The Financial Agency, which was launched Saturday in a major move to integrate the operating and planning roles of financial policymaking bodies, started actual operations on Monday. The new financial-watchdog body combines the Financial Supervisory Agency and the Finance Ministry’s Financial Planning Bureau, drawing a line between financial and fiscal-policy functions. This effectively limits the Finance Ministry’s powers to tax and spending policies.

The new agency, a part of the comprehensive government reorganization that will take full-scale effect next January, faces tough challenges. Its main task is to stabilize the financial system and make it internationally competitive through stepped-up liquidation of nonperforming loans held by banks and other financial institutions. That is an essential condition for the sustainable recovery of the Japanese economy.

At the same time, there are concerns about how it will perform. Chief among these is the worry that it may abuse its comprehensive regulatory powers — a worry that was very much evident in the past when the Finance Ministry maintained a broad grip on the private financial sector. Another is over possible political intervention in, or pressure on, the agency’s process of drafting financial rules and regulations. Keeping a safe distance from political influences is essential to securing transparency in the conduct of financial policy.

Banks’ bad-debt woes are likely to continue for some time, although the feared financial panic has been averted, thanks mainly to a massive infusion of public money into capital-short banks. Despite significant reduction of the debt overhang, however, it remains a big obstacle to banking revival.

The 16 leading banks that closed their books at the end of March had cleared some 4.6 trillion yen in bad loans, or three times as much as planned. Continuously falling land prices, diminishing collateral values and debtors’ falling profits — all these forced the banks to jack up their loan-loss provisions. But they still have nearly 18 trillion yen in noncollectible loans. Including similar loans held by regional banks, the total amount of bad debts is still estimated at more than 27 trillion yen.

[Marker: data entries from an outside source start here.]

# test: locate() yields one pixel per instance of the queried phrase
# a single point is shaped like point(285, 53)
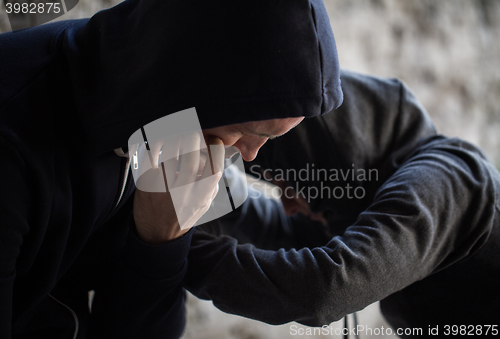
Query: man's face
point(249, 137)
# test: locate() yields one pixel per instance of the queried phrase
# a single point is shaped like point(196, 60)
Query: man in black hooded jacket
point(73, 92)
point(403, 215)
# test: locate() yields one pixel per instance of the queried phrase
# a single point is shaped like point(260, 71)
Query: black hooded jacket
point(71, 92)
point(421, 233)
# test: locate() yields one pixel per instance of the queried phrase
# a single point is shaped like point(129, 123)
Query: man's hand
point(156, 215)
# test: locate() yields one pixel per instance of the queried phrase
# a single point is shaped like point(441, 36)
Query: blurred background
point(447, 51)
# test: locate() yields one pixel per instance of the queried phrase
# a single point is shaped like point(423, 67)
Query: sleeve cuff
point(156, 261)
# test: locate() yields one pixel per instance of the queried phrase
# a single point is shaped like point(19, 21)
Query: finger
point(215, 163)
point(189, 162)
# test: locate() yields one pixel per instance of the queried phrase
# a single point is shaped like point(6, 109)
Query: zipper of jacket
point(124, 184)
point(75, 317)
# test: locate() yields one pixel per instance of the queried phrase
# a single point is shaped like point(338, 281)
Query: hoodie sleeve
point(141, 296)
point(432, 212)
point(14, 225)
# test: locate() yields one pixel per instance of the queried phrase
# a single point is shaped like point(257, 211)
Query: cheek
point(250, 144)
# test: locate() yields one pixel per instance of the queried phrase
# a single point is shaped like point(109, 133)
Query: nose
point(250, 147)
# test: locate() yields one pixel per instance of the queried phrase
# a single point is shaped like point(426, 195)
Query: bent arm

In the year to March 2000, the 16 banks produced about 3 trillion yen in net profits from their lending operations. That figure, however, is dwarfed by their combined bad-debt burden. It is hard to believe that debt disposal is “over the hump,” as the banks say it is. They still have a long way to go before the debt problem is fixed once and for all.

Many of their long-standing clients, such as major constructors and retailers, are in trouble and are finding it difficult, even impossible, to pay off their huge debts. In fact, a growing number of distressed borrowers are asking creditor banks to forgive some of their debts. For instance, Sogo Co., a troubled department store chain, is requesting a debt waiver in an effort to restructure.

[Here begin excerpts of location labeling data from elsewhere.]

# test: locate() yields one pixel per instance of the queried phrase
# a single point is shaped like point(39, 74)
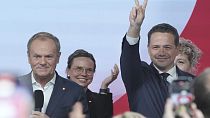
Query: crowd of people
point(147, 85)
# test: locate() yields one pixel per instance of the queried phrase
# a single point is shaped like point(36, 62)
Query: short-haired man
point(60, 94)
point(147, 85)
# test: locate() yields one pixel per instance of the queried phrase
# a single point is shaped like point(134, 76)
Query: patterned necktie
point(164, 80)
point(164, 76)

Debt forgiveness is no panacea, however. If it is really necessary, the borrower involved must first map out a credible recovery program. The creditor bank may find it less expensive to grant a debt writeoff than to go through protracted legal proceedings. But creditor banks may also have a different motive for not wanting to follow the legal route: putting off the hard decisions by giving ailing clients temporary relief instead of seeking legal solutions, which would expose their loose lending practices.

Over the past several years, the government has injected 8 trillion yen in public funds into major banks to help bolster their capital and boost business lending. This money is also intended to encourage bank mergers. In fact, several major banks have joined forces or decided to set up holding companies. These megamergers and business tieups, however, are aimed primarily at winning the competition in the domestic market. It may be a long time yet before Japanese banks become competitive with foreign megabanks in the international market.

The Financial Agency must help Japanese banks achieve global competitiveness by reinforcing the banking system as well as by improving its inspection and oversight functions. It also must help consolidate credit associations, thereby stabilizing regional banking. Beginning in April, the regulatory authority over these community banks shifted from prefectural governments to the central government.

Finally, the Financial Agency needs to maintain strict self-discipline, not only in dealing with political parties or individual politicians but also in exercising its discretionary powers. For that, information disclosure is essential. It will enhance administrative transparency and accountability.